Locsin leaned forward and raised a pistol to fire at Raven. She ducked, but, to her surprise, only one bullet lodged in the cab door. She looked up and saw him disgustedly throw his empty pistol out the window.

Raven’s only hope was to run them off the road, disable Locsin somehow, and get Beth to a hospital.

She rammed them twice, but the fire truck was resilient and absorbed the blows without much damage. She was about to make a third attempt when the fire truck veered left.

The airport crash tender was less maneuverable, and she struggled to follow the fire truck into the Navotas Fish Port Complex, smashing through part of a run-down building as she heaved the steering wheel left to make the turn.

She saw where Locsin was heading. A helicopter was coming down up ahead. That was her new target.
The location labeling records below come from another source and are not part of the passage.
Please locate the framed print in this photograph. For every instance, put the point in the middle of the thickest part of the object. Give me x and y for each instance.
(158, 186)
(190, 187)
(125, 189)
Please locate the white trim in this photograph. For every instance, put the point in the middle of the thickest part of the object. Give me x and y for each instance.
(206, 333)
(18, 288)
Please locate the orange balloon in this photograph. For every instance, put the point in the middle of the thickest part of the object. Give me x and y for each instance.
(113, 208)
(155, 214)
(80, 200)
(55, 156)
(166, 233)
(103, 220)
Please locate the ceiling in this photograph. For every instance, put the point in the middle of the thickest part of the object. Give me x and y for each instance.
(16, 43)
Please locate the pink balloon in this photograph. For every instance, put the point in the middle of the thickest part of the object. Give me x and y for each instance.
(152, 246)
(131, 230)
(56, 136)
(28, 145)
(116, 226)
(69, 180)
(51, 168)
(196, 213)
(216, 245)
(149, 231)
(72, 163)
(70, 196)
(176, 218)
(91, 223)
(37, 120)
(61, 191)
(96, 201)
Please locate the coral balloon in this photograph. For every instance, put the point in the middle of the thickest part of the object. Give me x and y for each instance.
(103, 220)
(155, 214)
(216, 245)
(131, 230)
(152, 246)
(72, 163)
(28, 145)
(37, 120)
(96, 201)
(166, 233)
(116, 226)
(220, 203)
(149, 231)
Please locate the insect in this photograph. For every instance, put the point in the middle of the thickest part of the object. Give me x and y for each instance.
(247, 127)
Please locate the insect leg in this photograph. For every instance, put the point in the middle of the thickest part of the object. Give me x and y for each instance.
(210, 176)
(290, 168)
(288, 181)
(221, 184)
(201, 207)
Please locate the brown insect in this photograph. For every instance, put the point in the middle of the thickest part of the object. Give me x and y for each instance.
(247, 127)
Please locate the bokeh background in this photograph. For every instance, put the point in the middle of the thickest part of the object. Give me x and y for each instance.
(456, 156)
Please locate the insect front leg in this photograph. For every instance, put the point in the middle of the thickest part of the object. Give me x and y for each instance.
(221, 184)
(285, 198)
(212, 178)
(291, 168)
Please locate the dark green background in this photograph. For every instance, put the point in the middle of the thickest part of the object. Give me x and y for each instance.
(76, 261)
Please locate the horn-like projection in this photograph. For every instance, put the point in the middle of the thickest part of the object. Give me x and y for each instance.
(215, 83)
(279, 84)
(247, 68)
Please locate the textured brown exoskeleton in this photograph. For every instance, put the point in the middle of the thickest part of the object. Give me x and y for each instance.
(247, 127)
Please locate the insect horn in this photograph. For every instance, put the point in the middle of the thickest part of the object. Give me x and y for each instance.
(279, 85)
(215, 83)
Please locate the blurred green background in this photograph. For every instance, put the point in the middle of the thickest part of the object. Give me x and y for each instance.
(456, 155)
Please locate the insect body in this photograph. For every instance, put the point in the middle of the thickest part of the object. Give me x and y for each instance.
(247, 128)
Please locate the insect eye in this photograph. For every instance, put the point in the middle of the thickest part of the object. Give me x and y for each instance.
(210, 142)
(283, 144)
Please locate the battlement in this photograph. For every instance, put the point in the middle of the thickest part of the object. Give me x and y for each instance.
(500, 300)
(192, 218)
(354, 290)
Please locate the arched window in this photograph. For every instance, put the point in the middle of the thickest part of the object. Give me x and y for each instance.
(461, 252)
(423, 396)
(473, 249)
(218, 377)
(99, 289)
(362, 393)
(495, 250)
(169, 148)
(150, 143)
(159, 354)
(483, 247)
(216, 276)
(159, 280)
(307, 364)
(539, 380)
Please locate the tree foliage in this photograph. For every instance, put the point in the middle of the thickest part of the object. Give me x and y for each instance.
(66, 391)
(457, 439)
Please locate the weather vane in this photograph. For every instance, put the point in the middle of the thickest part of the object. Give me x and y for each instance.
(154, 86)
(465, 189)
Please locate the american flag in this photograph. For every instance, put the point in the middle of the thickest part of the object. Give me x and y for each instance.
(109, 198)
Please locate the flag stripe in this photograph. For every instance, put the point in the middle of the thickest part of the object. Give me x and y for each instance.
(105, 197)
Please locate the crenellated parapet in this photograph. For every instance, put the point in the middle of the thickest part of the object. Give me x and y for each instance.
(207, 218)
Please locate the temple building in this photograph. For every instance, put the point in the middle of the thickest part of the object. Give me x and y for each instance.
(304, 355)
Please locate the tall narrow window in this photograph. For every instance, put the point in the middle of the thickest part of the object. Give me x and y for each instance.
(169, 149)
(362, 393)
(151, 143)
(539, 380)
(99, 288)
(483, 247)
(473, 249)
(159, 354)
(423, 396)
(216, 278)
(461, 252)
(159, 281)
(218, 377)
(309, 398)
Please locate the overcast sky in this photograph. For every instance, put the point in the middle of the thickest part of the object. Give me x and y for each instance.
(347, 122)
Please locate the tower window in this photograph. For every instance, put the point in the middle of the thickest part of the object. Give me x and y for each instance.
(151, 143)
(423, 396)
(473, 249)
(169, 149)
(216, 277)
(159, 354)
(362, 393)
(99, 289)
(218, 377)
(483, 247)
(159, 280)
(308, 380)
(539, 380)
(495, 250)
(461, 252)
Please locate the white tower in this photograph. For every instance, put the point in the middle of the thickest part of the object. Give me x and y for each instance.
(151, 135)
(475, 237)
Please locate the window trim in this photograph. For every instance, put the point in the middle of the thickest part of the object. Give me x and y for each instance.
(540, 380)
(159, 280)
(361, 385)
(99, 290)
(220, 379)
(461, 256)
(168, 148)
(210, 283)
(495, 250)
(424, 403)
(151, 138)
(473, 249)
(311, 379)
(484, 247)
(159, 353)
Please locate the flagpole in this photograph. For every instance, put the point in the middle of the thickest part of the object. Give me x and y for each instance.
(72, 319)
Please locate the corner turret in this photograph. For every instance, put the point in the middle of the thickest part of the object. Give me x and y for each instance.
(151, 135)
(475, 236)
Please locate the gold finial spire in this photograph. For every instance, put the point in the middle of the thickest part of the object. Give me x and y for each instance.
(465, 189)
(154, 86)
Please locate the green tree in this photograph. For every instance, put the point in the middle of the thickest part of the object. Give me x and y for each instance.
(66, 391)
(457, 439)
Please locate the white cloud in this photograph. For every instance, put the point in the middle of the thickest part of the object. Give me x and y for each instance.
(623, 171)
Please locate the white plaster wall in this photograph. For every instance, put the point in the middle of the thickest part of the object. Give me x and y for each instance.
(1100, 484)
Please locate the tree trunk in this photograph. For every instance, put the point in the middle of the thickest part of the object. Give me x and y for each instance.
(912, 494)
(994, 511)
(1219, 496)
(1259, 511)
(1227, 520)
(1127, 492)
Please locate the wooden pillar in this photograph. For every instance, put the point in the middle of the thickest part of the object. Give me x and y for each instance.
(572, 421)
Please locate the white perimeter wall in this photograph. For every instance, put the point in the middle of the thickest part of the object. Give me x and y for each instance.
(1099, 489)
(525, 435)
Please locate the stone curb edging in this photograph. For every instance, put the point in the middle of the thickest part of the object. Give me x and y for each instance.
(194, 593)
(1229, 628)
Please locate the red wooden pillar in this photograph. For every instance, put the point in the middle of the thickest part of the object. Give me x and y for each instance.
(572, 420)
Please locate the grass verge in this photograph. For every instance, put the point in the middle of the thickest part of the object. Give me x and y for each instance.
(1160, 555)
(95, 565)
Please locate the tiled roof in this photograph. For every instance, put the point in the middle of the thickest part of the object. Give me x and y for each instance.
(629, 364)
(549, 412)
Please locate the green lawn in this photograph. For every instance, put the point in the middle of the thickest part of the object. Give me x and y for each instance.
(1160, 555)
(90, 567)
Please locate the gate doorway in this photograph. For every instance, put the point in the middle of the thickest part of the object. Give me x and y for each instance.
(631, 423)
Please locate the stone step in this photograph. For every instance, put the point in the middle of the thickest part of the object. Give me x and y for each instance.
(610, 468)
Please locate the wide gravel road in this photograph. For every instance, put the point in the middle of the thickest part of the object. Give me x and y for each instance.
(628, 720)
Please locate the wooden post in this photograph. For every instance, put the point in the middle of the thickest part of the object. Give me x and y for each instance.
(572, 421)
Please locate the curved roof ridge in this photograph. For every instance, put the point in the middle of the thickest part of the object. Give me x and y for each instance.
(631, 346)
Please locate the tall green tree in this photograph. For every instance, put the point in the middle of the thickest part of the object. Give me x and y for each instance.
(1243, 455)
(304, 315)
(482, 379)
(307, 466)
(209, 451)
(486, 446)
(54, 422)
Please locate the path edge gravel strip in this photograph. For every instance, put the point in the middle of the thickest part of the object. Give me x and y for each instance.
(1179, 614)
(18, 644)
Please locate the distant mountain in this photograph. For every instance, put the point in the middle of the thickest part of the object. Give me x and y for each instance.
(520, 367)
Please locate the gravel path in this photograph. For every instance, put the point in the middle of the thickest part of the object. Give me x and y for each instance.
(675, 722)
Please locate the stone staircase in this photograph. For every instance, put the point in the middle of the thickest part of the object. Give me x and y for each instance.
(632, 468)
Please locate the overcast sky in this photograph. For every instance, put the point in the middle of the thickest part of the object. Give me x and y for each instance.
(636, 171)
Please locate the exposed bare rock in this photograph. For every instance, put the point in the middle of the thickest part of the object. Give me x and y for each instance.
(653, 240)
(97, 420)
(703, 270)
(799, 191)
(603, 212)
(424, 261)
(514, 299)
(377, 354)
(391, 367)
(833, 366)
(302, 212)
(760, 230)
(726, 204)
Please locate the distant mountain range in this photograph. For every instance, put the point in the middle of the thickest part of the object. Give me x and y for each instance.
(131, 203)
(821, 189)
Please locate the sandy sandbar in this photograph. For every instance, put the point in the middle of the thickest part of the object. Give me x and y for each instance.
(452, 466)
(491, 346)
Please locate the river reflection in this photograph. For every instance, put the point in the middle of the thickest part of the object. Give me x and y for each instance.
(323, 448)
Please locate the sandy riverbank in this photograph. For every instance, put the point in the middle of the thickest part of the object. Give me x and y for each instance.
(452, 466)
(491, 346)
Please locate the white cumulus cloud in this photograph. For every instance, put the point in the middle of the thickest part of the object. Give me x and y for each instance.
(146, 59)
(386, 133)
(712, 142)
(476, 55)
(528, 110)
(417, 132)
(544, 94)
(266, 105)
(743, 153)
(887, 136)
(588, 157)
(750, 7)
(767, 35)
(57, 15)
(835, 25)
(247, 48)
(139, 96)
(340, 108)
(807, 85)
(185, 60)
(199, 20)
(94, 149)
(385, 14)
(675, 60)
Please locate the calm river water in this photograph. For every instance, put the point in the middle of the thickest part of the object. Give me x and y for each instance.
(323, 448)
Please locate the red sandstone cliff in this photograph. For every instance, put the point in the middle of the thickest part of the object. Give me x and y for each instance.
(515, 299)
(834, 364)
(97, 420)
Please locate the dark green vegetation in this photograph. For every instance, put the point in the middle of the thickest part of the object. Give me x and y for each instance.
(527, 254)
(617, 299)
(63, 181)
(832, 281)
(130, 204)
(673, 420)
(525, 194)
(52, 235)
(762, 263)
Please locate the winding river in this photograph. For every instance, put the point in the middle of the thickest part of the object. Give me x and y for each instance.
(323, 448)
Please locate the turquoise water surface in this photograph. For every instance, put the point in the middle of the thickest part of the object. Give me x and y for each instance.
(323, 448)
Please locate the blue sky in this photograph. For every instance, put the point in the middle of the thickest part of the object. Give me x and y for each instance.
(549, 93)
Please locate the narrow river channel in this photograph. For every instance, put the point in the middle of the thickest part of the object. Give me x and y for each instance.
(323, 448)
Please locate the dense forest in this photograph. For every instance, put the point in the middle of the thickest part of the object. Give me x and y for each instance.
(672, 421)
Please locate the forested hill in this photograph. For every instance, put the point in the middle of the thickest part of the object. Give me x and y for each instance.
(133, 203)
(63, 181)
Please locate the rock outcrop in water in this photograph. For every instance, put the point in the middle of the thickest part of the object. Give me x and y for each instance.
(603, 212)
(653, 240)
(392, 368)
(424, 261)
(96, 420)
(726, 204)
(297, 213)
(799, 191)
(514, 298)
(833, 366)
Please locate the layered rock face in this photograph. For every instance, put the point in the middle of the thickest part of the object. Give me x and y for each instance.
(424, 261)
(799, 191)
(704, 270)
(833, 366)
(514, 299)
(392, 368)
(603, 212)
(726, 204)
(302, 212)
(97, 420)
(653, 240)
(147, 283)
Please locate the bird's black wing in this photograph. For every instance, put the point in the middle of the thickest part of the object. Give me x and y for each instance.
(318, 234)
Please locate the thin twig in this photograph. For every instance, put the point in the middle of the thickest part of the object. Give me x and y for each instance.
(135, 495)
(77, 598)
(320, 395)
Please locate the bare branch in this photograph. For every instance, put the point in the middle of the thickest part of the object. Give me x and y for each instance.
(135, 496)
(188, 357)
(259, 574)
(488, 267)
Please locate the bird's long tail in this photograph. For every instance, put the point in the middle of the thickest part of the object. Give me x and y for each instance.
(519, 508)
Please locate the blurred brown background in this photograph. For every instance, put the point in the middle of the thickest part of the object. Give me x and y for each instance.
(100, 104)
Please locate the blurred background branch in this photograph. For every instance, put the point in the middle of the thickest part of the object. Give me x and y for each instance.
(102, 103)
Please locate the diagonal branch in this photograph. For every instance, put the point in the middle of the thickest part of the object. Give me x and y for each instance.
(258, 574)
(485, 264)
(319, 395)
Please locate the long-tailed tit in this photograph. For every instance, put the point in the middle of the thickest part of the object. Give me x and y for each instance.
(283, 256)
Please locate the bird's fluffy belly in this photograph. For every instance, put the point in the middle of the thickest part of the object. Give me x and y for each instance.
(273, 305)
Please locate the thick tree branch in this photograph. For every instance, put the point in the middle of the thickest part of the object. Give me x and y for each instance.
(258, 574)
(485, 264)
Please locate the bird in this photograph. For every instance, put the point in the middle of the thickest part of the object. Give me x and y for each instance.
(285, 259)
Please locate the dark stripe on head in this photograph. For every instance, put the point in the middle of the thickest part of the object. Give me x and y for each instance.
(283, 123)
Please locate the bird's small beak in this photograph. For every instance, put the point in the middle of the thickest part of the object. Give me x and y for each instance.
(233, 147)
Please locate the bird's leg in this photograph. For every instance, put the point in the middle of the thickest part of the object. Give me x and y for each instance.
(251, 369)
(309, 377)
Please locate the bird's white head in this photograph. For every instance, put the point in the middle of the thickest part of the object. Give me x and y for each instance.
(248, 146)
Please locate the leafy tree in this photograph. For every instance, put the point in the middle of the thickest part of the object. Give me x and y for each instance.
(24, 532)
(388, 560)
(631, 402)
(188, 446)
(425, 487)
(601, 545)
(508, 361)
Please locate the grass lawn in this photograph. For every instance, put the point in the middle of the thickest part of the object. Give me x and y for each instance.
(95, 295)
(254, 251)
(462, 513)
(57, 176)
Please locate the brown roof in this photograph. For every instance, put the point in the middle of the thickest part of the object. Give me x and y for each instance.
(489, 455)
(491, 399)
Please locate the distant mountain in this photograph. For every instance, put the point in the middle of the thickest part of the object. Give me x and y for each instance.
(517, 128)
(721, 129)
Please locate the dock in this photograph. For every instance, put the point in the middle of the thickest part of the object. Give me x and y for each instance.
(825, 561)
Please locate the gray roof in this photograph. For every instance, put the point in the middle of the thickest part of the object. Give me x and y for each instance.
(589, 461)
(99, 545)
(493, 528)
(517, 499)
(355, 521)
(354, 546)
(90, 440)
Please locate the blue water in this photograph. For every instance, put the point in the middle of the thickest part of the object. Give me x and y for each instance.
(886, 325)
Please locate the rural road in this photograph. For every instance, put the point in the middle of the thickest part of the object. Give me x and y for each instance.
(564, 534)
If she could take out the chopper, his only avenue of escape would be gone.

The fire truck turned into a narrow alleyway with stacked shipping containers on either side. Raven followed, but she soon realized that had been exactly what Locsin had been hoping she’d do.

The crash tender was far wider than the fire truck, and the sides impacted the containers, causing them to begin a cascade of falling steel.

Raven screeched to a stop and threw the crash tender into reverse just before it could be buried by the containers. They eventually settled into a jumble, blocking the alley. She backed out and turned to find a wider street that would let her through.

By the time she reached the complex’s boat storage facility, the only spot with space large enough for a helicopter to land, it was already taking off again. Locsin looked down at her with an expression of pure hatred before the chopper banked and took him out of view.

Raven pulled to a stop next to the abandoned fire truck, jumped out, and ran over to the passenger side. She pulled open the door, and her heart sank when she saw the interior.

Beth was gone. Only then did Raven notice the trail of blood leading toward the helicopter’s landing zone.